Currently, plastic pollution statistics state that one rubbish truck full of plastic is being dumped into the ocean every single minute. On top of this, when plastic is taken to rubbish dumps and landfill sites, the pollutants that are in the plastics eventually get released into the surrounding earth, which over time affects both wildlife and ground water leading to the ocean for many years.

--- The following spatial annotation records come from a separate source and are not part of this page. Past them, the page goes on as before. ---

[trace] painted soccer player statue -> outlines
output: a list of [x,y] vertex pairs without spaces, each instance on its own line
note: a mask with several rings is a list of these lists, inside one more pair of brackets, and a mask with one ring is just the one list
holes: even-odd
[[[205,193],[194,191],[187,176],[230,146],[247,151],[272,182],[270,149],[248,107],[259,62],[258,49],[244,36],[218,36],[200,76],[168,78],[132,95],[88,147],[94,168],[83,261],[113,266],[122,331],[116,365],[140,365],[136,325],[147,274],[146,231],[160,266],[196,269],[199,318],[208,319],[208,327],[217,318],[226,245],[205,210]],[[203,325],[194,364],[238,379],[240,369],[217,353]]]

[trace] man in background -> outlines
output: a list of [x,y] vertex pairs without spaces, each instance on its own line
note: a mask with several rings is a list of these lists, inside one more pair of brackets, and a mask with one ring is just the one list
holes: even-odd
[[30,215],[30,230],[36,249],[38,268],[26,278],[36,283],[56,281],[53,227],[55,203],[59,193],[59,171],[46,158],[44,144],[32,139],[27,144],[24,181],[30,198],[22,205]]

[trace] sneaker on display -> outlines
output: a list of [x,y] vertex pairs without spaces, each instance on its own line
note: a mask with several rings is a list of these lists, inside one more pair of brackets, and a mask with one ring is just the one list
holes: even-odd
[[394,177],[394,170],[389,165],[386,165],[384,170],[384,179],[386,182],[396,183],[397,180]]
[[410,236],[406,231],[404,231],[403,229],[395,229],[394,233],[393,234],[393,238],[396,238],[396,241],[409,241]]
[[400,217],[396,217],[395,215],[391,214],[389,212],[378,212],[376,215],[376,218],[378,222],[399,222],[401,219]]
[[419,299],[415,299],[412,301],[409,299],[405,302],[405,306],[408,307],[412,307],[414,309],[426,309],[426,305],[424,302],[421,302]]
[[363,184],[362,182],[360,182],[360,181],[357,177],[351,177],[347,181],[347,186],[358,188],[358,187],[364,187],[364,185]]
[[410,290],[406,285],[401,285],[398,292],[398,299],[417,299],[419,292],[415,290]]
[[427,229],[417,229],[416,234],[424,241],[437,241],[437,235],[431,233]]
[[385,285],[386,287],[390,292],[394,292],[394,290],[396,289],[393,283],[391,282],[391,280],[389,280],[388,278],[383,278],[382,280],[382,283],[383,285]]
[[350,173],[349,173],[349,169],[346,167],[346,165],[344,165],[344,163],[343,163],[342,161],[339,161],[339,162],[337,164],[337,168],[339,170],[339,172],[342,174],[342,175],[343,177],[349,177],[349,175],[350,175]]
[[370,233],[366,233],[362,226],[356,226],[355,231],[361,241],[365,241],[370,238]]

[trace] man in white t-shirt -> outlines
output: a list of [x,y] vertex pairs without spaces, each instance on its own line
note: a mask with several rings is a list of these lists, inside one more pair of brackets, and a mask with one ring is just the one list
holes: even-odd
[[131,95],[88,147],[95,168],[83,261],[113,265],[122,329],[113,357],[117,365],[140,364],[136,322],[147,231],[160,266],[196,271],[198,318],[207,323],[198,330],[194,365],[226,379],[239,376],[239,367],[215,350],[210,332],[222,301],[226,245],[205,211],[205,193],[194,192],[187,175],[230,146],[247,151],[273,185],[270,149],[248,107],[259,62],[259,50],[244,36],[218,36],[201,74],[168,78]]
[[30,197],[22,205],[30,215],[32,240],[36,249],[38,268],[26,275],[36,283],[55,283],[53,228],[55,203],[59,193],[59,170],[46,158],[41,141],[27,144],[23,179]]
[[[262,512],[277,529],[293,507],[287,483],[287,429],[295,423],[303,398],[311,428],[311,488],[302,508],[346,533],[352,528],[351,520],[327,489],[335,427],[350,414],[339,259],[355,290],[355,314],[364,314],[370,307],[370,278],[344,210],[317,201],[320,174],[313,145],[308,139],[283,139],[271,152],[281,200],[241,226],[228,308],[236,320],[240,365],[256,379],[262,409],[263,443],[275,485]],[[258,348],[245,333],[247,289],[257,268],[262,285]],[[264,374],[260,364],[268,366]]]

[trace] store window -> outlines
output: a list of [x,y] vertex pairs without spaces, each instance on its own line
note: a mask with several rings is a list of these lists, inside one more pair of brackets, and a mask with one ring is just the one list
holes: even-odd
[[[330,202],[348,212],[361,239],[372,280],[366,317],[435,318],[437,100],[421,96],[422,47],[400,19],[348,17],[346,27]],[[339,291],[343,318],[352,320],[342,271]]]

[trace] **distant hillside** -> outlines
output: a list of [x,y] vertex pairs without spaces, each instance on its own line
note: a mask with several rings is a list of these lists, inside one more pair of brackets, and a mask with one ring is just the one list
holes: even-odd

While we have all seen photos of various fish in the ocean being tangled in plastic rubbish, what we don’t often realise is that every single life in the ocean is affected by plastic pollution. Tiny organisms such as plankton are ingesting plastic, which poisons their system. This then results in a knock-on effect for all of the sea-life that rely on plankton for their own source of food, and so forth down the food chain, even up to the fish that we are consuming each day.

How does this affect us?

Each one of us is dependent on the health of the sea. Our oceans control the weather, climate, and are a source of life in itself. The huge body of water that covers 71% of our planet is what makes our planet unique within the universe. On top of this, our oceans contain 97% of the Earth’s water that is crucial for our survival, as well as being the main source of food for millions of people around the world.  On our planet, just our reefs alone are a source of income for over 500 million people.

What can we do about it?

Many people are under the illusion that because plastic is everywhere, we cannot avoid using it. And whilst there are currently no alternatives to some essential products that we use, there are many small and simple changes that we can all put in place to make a huge difference. Some examples of these are:

  • Use foldable cloth bags when you go shopping instead of disposable plastic ones
  • Don’t purchase items that come with lots of unnecessary plastic packaging
  • Ditch the disposable water bottles and instead purchase a refillable one
  • Be smart, and think ahead. When you decide to get lunch out, ask yourself whether you really need the plastic knife, fork and spoon that they hand out to you. Instead, can you use cutlery from your work canteen or bring in your own?
  • Recycle everything that you can. Look up the type of plastics that your local council allow you to recycle and make sure you stick to it
  • Purchase biodegradable products whenever you can. There are currently many every day items with these sustainable alternatives on the market, from cutlery to toothbrushes.

It is essential that we urgently reduce our plastic consumption, because as Underwater Photographer and founder of The Ocean Agency, Richard Vevers, stated in Chasing Coral, “Without a healthy ocean we do not have a healthy planet”.